Ein Rezept für Landanerkennungen.

von Azul Dugue
2024

Warum:

„Landanerkennungen“ entstanden im heutigen Kanada und sind eine Möglichkeit, die Verantwortung gegenüber der vergangenen Geschichte, der aktuellen Realität und dem zukünftigen Engagement für die Kämpfe indigener Völker auf ihren Ländereien zum Ausdruck zu bringen.

Obwohl sich die europäische Kunstszene offen in kritische Gespräche über Rassismus, Heteropatriarchat, ökologischen Extraktivismus und Kapitalismus einbringt, schweigt sie seltsamerweise beharrlich darüber, wie sie direkt von historischen und anhaltenden globalen Strukturen kolonialer Gewalt profitiert.

Landanerkennungen sind:

Ehrliche Anerkennung globaler Strukturen der Gewalt: einschließlich der Enteignung, des Völkermords, des Ökozids, der unsichtbar gemachten unterbezahlten Arbeit und der Umweltzerstörung, die (historisch und fortlaufend) die Bedingungen für das gegenwärtige koloniale System weiter gedeihen lassen.

Eine Anerkennung des Lebens und des Selbst: des Landes als lebendige Entität, die sich selbst gehört. Unser Körper als Land, das aus denselben Flüssen, Gletschern, Toxinen, Böden, Winden, Plastik und Bränden besteht wie die Territorien, zu denen wir gehören.

Ein räumlich-zeitliches Eingeständnis der Komplizenschaft: eine reife politische Fragestellung, wie wir von sich überschneidenden Krisen profitieren.

Eine Aussage über das Bekenntnis, unsere internalisierten schädlichen Denk- und Verhaltensweisen zu verlernen und diejenigen zu unterstützen, die ihr Leben riskieren, um sich gegen koloniale Gewalt zu wehren.

Ein wichtiger, aber unzureichender Schritt zur Pflege intergenerationaler und globaler Konflikte mit Demut, Ehrlichkeit und Selbstreflexivität.

Landanerkennungen sind NICHT:

Eine oberflächliche Art der Verbündetenstellung, mit der soziales Kapital erlangt oder die eigene Wohltätigkeit oder „Wachsamkeit“ verkündet werden soll.
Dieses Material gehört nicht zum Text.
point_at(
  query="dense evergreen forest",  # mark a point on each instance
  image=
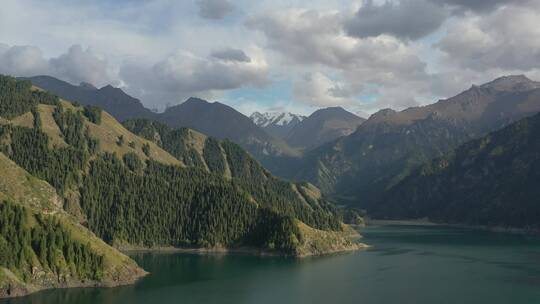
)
(246, 173)
(130, 201)
(490, 181)
(30, 240)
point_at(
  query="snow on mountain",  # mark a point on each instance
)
(277, 124)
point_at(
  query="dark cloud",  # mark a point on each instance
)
(79, 65)
(507, 39)
(410, 19)
(479, 6)
(230, 54)
(214, 9)
(182, 75)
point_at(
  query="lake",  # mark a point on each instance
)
(407, 264)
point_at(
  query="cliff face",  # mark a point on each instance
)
(317, 242)
(31, 214)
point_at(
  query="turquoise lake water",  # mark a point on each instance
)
(407, 264)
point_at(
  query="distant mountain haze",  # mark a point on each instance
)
(113, 100)
(277, 124)
(214, 119)
(492, 181)
(390, 144)
(323, 126)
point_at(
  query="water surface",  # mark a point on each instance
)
(407, 264)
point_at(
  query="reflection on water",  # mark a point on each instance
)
(407, 264)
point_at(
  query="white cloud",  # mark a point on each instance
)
(75, 66)
(22, 60)
(409, 19)
(78, 65)
(316, 89)
(214, 9)
(507, 39)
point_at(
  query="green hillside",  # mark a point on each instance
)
(41, 246)
(491, 181)
(132, 193)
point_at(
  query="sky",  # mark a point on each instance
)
(274, 55)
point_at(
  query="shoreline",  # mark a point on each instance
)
(426, 222)
(236, 251)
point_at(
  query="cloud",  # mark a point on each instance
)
(75, 66)
(78, 65)
(315, 40)
(316, 89)
(182, 74)
(408, 19)
(230, 54)
(22, 60)
(507, 39)
(214, 9)
(478, 6)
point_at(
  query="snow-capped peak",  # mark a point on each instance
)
(275, 118)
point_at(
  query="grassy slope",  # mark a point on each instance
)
(318, 242)
(22, 188)
(49, 126)
(108, 132)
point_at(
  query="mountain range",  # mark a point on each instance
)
(352, 160)
(276, 140)
(491, 181)
(277, 124)
(356, 169)
(323, 126)
(76, 185)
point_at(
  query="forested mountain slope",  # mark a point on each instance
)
(358, 168)
(41, 246)
(132, 193)
(323, 126)
(491, 181)
(113, 100)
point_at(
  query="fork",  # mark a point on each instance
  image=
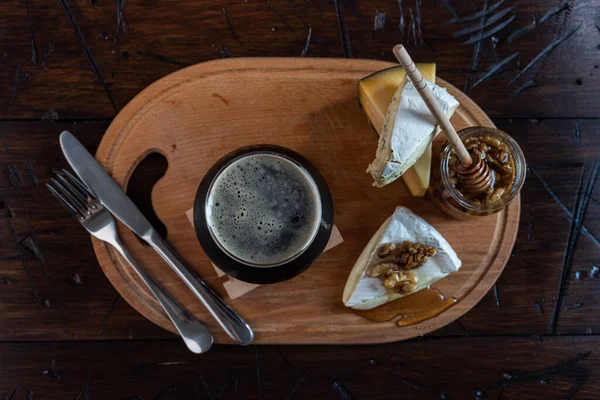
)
(80, 201)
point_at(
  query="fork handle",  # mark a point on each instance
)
(195, 334)
(231, 322)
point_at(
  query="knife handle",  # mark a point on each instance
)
(231, 322)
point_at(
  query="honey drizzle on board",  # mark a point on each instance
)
(413, 309)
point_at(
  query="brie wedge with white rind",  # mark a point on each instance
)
(363, 292)
(408, 129)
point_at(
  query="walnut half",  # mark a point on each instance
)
(411, 255)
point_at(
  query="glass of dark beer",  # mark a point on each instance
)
(263, 214)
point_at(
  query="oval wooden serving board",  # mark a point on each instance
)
(198, 114)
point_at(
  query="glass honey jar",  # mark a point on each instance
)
(503, 156)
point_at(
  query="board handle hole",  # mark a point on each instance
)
(140, 185)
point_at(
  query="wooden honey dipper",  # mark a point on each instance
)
(476, 176)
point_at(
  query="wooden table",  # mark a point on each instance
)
(73, 64)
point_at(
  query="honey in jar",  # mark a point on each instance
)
(503, 157)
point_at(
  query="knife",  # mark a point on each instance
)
(112, 197)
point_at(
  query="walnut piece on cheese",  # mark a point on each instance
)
(363, 291)
(408, 129)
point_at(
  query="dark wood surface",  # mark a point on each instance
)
(63, 325)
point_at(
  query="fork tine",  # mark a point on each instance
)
(81, 185)
(77, 204)
(64, 202)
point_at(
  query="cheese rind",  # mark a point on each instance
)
(408, 129)
(375, 94)
(364, 292)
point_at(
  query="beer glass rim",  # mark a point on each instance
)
(214, 235)
(261, 275)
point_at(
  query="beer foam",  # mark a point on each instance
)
(263, 209)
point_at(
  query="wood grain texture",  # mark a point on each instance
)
(48, 74)
(530, 277)
(319, 111)
(84, 70)
(505, 368)
(570, 72)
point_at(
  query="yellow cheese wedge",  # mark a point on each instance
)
(375, 94)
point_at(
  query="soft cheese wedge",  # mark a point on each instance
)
(408, 129)
(375, 94)
(364, 292)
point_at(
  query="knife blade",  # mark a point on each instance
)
(120, 205)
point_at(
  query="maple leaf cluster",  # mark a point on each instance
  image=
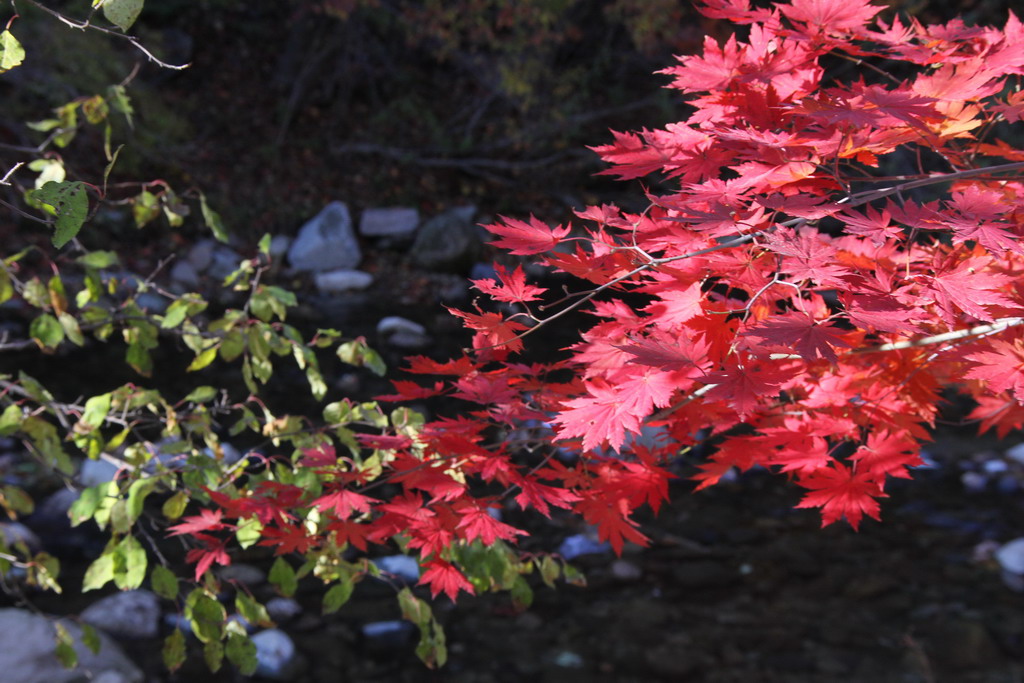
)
(836, 243)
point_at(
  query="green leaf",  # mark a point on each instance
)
(46, 331)
(145, 208)
(96, 410)
(203, 359)
(137, 493)
(18, 501)
(207, 616)
(10, 420)
(65, 646)
(174, 650)
(249, 531)
(242, 652)
(521, 593)
(212, 220)
(71, 328)
(117, 95)
(283, 577)
(129, 564)
(175, 314)
(252, 610)
(337, 596)
(202, 394)
(213, 654)
(100, 571)
(164, 583)
(11, 52)
(95, 109)
(122, 13)
(550, 570)
(98, 259)
(71, 203)
(6, 287)
(357, 353)
(88, 502)
(90, 638)
(175, 506)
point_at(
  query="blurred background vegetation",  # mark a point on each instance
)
(290, 104)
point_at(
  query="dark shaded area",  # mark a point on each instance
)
(291, 104)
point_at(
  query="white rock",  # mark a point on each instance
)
(27, 653)
(400, 333)
(280, 245)
(388, 222)
(326, 242)
(128, 614)
(343, 280)
(274, 654)
(1011, 556)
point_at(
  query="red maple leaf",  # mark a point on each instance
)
(540, 496)
(206, 520)
(612, 521)
(842, 493)
(476, 522)
(350, 532)
(444, 578)
(524, 239)
(343, 502)
(288, 539)
(832, 15)
(744, 386)
(493, 331)
(511, 287)
(1001, 368)
(213, 551)
(810, 338)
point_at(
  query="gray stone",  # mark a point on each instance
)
(343, 280)
(1011, 556)
(327, 242)
(626, 570)
(280, 245)
(12, 532)
(127, 614)
(402, 566)
(283, 609)
(388, 222)
(448, 242)
(243, 573)
(582, 544)
(201, 255)
(28, 653)
(1016, 454)
(274, 654)
(96, 471)
(401, 333)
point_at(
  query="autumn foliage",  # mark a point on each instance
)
(830, 243)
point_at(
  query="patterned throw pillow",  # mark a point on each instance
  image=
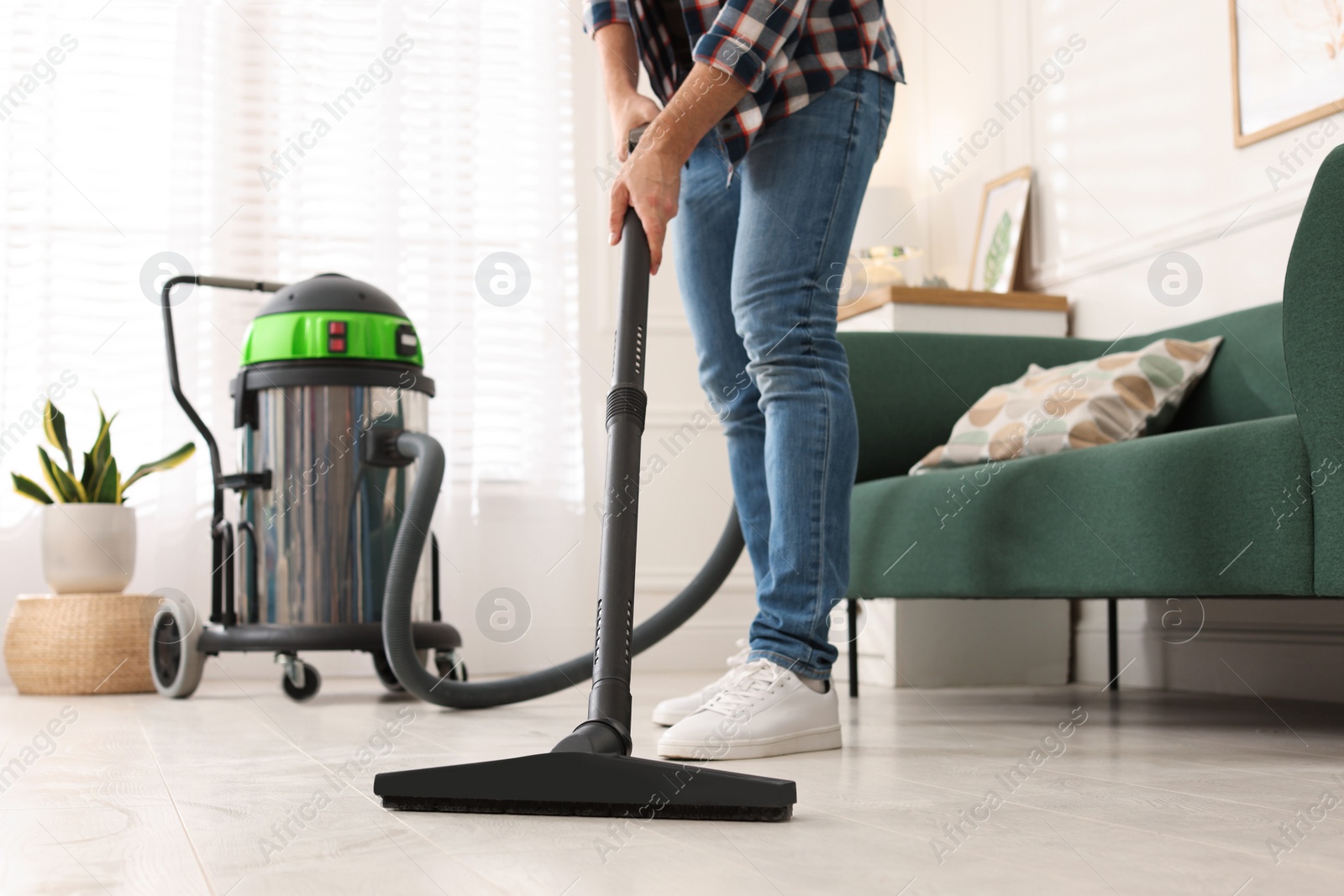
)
(1113, 398)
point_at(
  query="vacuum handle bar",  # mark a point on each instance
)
(221, 584)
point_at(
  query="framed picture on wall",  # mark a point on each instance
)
(1003, 208)
(1288, 65)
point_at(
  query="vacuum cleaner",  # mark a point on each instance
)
(338, 490)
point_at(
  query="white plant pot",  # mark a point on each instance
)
(87, 548)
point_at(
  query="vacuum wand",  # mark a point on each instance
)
(591, 772)
(609, 703)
Sie sind kein generisches Skript, das universell angewendet werden kann.

Da Landanerkennungen tiefgreifend kontextuell, nuanciert und persönlich sind, ist dies eine unvollständige Liste von Fragen, die als Ausgangspunkt dienen können:

  1. Welche historischen Gewalttaten waren notwendig, damit [füge den Nationalstaat ein, in dem du dich befindest], zu dem werden konnte, was es heute ist? Wer sind die Menschen und anderen Spezies, die historisch den Preis für die Infrastruktur bezahlt haben, von der ich profitiere? Wer werden die zukünftigen Vorfahren sein, die die Kosten tragen werden, wenn sich die Dinge  nicht radikal ändern?

  2. Was sind die neokolonialen globalen Lieferketten, die meine Nahrungsmittel, Gesundheitsversorgung, Straßen, Kleidung und Unterkunft bereitstellen? Was sind die Bedingungen, die den Minen zu Grunde liegen, die die Mineralien in meinen Computern und Telefonen ausbluten? Wessen Leben ist durch meinen Abfall gefährdet (z. B. durch das Niveau des CO2-Ausstoßes in die Atmosphäre oder den Plastikabfall, der meinen Lebensstil aufrechterhält)? Wer sind die am stärksten betroffenen Gemeinschaften durch den Klima- und Naturnotstand?

  3. Was sind die Paradigmen, die diese Gewalt als Fortschritt und Entwicklung verschleiern?

  4. Wie kann ich diese harten Wahrheiten aus einem Ort der Verantwortlichkeit, Ehrlichkeit und Sorgfalt heraus ehren? Wie kann ich dies tun, ohne mich selbst durch Schuld in den Mittelpunkt zu stellen? Wie kann das Verstehen, dass ich Teil des Problems bin, zu einer tieferen relationalen Verantwortlichkeit dafür beitragen?

Hinweis: Lassen Sie den Prozess der Erstellung einer Landanerkennung Ihr Herz durchdringen und kollektivieren. Lassen Sie es persönlich werden und seien Sie spezifisch. Recherchieren Sie nach den Namen von Unternehmen, Produkten, Lebensmittel und Personen. Halten Sie die spezifischen Momente im Gedächtnis und datieren Sie sie bei Bedarf. Benennen Sie Ihre Verweigerungsimpulse und Ihre Erkenntnisse.